Forum Categories › GENERAL VAT DISCUSSIONS › Double Charging of VAT › Reply To: Double Charging of VAT
The point of law you’re looking for isn’t VAT law I’m afraid. The problem isn’t actually that you’ve been charged VAT twice or VAT on top of VAT or paid extra VAT, you’ve been charged 20% VAT on top of the builders supply. The problem is that you’re being overcharged (at least from your point of view) for the supply, and there’s nothing in VAT law that dictates what a supplier can charge for goods. (In most cases: Sch 6, VAT Act 1994 does have certain valuation rules but they don’t apply here, and there are some anti avoidance rules to prevent connected parties undercharging each other)
So what we’ve got here (for simplicity): Builder buys goods £100 + £20 VAT, he recovers VAT so his cost of goods is £100. He then charges you £120 for the goods, he could just as well have charged you £150 for those goods, or £110, or the £100 that is his cost which is what you wanted/expected. Now all VAT law says is that the value of a supply is whatever is left once VAT is taken off the consideration e.g. if there’s a taxable supply then the value + VAT is the amount you pay (VAT Act 1994, Section 19 (2)). It also says that VAT will be 5% or 20% of the value. So as long as the builder hasn’t charged you more that 20% on whatever he’s got as the value of supply he’s broken no VAT law provisions, because he hasn’t charged VAT twice, he’s charged it once. So what you’re actually arguing over is the value of his supply.

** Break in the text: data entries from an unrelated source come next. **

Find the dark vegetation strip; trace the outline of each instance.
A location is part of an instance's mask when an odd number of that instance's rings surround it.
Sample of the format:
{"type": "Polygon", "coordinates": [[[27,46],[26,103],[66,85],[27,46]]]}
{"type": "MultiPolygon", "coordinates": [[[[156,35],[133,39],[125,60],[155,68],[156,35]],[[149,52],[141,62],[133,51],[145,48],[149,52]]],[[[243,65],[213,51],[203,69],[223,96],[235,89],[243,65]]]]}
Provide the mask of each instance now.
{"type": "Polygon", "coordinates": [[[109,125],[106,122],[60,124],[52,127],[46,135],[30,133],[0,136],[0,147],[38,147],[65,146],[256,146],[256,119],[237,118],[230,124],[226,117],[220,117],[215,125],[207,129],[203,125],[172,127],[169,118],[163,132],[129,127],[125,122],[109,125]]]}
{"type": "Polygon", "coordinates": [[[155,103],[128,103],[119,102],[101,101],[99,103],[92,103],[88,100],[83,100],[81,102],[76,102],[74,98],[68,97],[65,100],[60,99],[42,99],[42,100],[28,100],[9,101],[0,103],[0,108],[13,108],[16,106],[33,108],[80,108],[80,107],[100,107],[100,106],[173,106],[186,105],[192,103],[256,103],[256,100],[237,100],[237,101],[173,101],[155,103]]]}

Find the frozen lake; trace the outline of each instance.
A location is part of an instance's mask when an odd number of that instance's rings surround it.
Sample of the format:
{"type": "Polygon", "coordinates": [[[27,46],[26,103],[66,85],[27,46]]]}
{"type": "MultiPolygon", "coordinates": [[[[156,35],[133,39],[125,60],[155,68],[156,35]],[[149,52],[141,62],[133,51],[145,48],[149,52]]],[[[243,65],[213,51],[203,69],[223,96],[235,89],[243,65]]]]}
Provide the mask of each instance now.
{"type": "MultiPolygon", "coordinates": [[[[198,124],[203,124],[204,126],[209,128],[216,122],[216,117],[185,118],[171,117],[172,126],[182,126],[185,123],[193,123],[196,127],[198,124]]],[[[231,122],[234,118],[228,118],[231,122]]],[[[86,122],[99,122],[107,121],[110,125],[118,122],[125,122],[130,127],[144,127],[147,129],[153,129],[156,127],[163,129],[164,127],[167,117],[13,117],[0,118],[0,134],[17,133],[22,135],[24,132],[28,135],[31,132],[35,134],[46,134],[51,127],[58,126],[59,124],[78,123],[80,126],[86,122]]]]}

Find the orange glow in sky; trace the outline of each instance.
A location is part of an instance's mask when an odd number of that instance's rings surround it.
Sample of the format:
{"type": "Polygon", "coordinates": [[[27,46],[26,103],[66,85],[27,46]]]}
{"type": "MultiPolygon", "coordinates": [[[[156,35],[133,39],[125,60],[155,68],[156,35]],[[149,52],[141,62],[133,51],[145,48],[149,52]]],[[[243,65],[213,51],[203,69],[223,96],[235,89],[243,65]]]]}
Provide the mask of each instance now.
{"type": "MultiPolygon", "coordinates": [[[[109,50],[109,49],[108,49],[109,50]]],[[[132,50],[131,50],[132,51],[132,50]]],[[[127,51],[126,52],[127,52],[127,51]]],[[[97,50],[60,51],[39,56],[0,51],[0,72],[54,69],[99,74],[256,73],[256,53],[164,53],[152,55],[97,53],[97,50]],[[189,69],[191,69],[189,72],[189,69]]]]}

Now whether your point of view is the right point of view will depend on what you agreed on the charging of goods in the contract (the value). If the contract says the builder recharges goods to you at cost, then you need to point the judge to that section of the agreement with the builder and then point him to the net cost of goods, as the builders set the value too high when charging you. If the agreement doesn’t say what you’ll pay for the goods then you may have an argument on unfair contract terms to make, as it’s apparently left it open to him to be able to charge whatever he wants for them.
In the end what you’ve got is the builder has bought goods, he’s then added a profit margin of 20% to them and charged you for them and then added VAT on top of that correctly, what you have to prove is that he has no right to add that profit margin to the goods, and that information will only be found in your contract with the builder.